Many biofuels are marginal if not negative in net-energy after cultivation and processing.
Biodiversity is a risk (disease, for example) in the event that biofuels are adopted at scale, and, being a partly biological, non-industrial process (and therefore not fully controlled) the security of supply is poor.
Land competition is the killer-blow to the adoption of bioenergy as a source for the required liquid hydrocarbon fuels as it will require an unrealistic fertile land mass and pressure for further massive deforestation.
Indeed, it is wholly unreasonable to expect biology to now compensate for the enormous energy demands of the modern industrial system when nature is already under catastrophic pressure from that same system.

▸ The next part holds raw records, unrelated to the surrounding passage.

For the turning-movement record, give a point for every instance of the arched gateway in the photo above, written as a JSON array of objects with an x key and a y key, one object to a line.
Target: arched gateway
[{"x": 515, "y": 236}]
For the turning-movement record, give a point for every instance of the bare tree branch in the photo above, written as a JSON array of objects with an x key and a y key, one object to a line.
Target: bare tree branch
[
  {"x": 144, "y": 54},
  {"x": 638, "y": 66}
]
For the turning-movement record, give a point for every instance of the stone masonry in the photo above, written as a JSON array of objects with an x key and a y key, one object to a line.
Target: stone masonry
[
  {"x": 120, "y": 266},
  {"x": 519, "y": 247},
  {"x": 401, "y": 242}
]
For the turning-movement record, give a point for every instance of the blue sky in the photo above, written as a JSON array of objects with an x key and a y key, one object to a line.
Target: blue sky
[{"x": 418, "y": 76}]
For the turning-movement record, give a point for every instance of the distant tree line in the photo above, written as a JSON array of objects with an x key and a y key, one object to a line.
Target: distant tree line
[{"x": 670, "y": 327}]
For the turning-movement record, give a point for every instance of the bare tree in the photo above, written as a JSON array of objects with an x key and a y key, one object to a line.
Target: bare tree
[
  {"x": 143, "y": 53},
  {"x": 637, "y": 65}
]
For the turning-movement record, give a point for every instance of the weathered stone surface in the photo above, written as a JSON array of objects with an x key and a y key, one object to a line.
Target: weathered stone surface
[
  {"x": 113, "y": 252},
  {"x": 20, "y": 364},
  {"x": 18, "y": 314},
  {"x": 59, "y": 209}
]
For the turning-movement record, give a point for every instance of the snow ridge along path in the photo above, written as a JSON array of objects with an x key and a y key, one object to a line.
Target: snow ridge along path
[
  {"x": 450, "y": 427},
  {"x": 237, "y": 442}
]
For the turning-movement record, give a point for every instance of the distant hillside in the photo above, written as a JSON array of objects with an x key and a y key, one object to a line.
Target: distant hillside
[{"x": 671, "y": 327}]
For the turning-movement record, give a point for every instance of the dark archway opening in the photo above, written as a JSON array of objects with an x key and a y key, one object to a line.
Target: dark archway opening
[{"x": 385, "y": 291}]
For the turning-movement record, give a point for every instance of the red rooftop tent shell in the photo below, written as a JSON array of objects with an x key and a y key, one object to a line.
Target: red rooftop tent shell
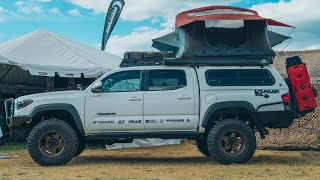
[
  {"x": 224, "y": 35},
  {"x": 222, "y": 13}
]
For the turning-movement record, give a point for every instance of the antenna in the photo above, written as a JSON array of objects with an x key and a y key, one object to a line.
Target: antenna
[{"x": 112, "y": 18}]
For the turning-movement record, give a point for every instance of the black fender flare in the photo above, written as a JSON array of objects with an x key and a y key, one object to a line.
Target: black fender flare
[
  {"x": 61, "y": 107},
  {"x": 223, "y": 105}
]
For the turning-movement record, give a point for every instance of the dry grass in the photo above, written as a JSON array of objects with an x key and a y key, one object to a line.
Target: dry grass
[{"x": 173, "y": 162}]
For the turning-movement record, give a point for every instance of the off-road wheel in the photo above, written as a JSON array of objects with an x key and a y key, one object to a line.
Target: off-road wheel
[
  {"x": 203, "y": 147},
  {"x": 231, "y": 142},
  {"x": 52, "y": 143}
]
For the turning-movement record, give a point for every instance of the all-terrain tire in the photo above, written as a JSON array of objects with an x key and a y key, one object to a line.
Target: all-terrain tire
[
  {"x": 70, "y": 141},
  {"x": 216, "y": 143},
  {"x": 203, "y": 147}
]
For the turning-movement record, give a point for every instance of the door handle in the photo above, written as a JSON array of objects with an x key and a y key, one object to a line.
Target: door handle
[
  {"x": 184, "y": 98},
  {"x": 134, "y": 99}
]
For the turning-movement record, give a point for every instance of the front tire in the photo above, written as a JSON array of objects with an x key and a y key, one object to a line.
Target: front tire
[
  {"x": 231, "y": 142},
  {"x": 52, "y": 143}
]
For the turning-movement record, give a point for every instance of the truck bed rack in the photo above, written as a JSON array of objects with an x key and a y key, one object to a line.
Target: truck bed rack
[{"x": 132, "y": 59}]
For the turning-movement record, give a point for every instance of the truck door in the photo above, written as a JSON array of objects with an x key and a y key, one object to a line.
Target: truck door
[
  {"x": 169, "y": 102},
  {"x": 118, "y": 106}
]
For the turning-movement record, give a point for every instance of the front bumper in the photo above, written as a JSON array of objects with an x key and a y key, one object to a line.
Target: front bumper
[{"x": 18, "y": 121}]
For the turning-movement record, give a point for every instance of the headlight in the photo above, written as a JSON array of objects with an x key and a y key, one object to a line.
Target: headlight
[{"x": 24, "y": 103}]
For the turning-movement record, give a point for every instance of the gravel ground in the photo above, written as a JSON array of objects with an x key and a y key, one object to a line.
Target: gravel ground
[{"x": 171, "y": 162}]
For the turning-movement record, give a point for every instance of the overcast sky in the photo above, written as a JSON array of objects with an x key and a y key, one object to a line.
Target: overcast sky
[{"x": 143, "y": 20}]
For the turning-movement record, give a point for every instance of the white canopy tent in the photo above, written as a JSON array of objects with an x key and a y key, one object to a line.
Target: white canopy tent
[{"x": 44, "y": 53}]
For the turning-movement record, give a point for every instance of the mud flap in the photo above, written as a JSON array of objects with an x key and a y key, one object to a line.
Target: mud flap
[{"x": 2, "y": 140}]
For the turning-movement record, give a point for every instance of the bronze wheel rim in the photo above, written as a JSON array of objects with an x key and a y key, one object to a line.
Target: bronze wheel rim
[
  {"x": 232, "y": 143},
  {"x": 51, "y": 144}
]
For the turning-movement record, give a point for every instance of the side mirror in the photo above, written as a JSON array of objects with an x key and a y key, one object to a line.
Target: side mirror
[{"x": 97, "y": 87}]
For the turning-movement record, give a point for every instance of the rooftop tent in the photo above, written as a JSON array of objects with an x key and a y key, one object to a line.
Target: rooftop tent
[
  {"x": 44, "y": 53},
  {"x": 170, "y": 42},
  {"x": 236, "y": 34}
]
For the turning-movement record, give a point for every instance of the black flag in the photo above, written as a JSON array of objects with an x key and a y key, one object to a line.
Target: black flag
[{"x": 112, "y": 18}]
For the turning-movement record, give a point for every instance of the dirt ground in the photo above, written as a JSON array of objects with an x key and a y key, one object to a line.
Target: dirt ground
[{"x": 171, "y": 162}]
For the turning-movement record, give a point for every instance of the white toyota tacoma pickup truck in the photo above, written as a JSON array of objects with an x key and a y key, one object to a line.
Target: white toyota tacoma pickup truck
[{"x": 219, "y": 107}]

Whilst there are some special cases where bioenergy has positive environmental benefits, it must remain a niche solution within a future sustainable energy model.
FUELS FROM WASTE
Many organic products including hydrocarbon fuels can be produced from waste.
These fit broadly into two categories:
- biological waste and
- petrochemical waste.
Biological waste includes a wide range of source material – ranging from agricultural by-products (such as straw), waste biomass (such as forest residues, construction timber) and municipal waste (such as food, oil).

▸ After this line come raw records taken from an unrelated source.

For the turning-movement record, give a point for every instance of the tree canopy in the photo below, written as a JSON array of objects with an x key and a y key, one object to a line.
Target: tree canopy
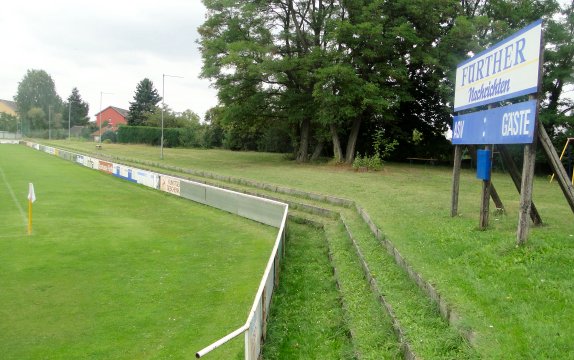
[
  {"x": 332, "y": 72},
  {"x": 36, "y": 99},
  {"x": 145, "y": 103},
  {"x": 77, "y": 108}
]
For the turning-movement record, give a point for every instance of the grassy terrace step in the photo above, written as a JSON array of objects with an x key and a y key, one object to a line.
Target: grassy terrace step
[
  {"x": 370, "y": 325},
  {"x": 306, "y": 319},
  {"x": 427, "y": 334},
  {"x": 422, "y": 328}
]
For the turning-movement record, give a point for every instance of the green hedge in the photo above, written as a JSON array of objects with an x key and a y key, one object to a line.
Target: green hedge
[
  {"x": 148, "y": 135},
  {"x": 172, "y": 137}
]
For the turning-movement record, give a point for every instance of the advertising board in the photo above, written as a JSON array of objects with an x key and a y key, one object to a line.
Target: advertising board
[{"x": 506, "y": 70}]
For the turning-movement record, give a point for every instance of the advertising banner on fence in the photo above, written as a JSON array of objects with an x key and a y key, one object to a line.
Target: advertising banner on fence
[
  {"x": 146, "y": 178},
  {"x": 512, "y": 124},
  {"x": 170, "y": 185},
  {"x": 506, "y": 70},
  {"x": 106, "y": 166}
]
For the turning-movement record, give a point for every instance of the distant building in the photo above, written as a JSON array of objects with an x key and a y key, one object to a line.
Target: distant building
[
  {"x": 8, "y": 107},
  {"x": 112, "y": 117}
]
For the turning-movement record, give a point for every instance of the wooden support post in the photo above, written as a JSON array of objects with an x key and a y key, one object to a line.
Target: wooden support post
[
  {"x": 485, "y": 201},
  {"x": 526, "y": 192},
  {"x": 455, "y": 180},
  {"x": 517, "y": 180},
  {"x": 557, "y": 166},
  {"x": 493, "y": 193}
]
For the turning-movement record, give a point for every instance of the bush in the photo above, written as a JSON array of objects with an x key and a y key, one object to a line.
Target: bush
[{"x": 110, "y": 137}]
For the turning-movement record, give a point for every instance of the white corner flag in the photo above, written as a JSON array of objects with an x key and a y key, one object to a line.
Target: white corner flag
[
  {"x": 31, "y": 199},
  {"x": 31, "y": 195}
]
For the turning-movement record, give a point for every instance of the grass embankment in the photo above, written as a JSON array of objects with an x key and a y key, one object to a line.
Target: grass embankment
[
  {"x": 117, "y": 270},
  {"x": 517, "y": 300},
  {"x": 306, "y": 319}
]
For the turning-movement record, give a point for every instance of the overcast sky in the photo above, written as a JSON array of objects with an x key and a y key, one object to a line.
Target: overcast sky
[{"x": 106, "y": 46}]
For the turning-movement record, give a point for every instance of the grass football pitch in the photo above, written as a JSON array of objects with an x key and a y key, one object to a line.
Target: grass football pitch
[{"x": 117, "y": 270}]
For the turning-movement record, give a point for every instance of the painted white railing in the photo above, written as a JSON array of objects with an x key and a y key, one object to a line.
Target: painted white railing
[{"x": 266, "y": 211}]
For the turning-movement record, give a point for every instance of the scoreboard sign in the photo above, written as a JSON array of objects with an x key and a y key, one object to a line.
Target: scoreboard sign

There is great merit in taking further benefit from energy already captured in organic material provided the processing energy (especially fossil-based energy) and other resource consumption (especially water) are appropriately accounted.

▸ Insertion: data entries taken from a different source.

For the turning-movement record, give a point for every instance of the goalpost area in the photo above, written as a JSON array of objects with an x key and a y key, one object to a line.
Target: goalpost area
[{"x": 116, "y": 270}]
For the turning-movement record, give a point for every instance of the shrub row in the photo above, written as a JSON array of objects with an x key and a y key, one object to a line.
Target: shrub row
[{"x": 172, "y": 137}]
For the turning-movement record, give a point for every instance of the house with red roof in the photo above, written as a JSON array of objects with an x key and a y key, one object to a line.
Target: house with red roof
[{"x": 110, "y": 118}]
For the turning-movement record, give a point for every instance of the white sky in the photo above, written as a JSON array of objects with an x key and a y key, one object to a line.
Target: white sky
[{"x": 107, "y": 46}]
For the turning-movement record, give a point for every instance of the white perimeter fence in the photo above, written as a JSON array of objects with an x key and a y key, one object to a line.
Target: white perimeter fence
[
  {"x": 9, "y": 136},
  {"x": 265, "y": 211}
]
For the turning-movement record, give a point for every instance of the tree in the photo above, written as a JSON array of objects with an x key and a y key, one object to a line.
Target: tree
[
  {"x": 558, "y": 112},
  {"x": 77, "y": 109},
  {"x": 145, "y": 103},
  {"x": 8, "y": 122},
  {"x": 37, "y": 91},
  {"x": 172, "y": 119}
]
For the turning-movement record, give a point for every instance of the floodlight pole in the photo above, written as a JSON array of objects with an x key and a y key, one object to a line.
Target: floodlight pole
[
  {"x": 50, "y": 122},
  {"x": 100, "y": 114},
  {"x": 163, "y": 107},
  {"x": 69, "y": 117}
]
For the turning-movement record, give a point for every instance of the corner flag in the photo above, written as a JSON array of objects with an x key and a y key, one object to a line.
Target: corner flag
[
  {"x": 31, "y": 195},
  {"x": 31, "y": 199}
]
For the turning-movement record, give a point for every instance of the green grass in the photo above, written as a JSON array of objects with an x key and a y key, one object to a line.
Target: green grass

Side benefit exists in any reductions to alternative waste disposal impacts such as landfill.
Products derived from biological waste are in effect a specialised sub-set of industrial bioenergy and suffer from the same limitations especially in respect to scale.
Petrochemical waste includes plastics waste and non-biological industrial waste.
The primary merit in recycling these wastes comes from the benefit of consuming existing or avoiding further contamination to the environment (such as ocean plastics, landfill).
From a global warming perspective, fuel products derived from petrochemical waste which was originally manufactured from fossil-based petroleum precursors are simply a deferred version of conventional fossil fuels with identical macro-chemistry including equivalent carbon-dioxide emissions.
In the absence of any associated carbon capture process, these products remain classified within the unsustainable fossil fuel energy model.
As will be discussed later, fuel products derived from petrochemical waste which was not manufactured from fossil-based petroleum precursors, but manufactured from synthetic petroleum precursors (products of petrosynthesis) may legitimately be combusted and are classified within the sustainable and circular petrosynthesis energy model.
In all of the above categories, security and quality of supply present additional challenges to direct fuel production (biofuel, fossil fuel or synthetic fuel respectively), since the source waste material is, by definition, a by-product of upstream activity that is dictated by others in composition and quantity.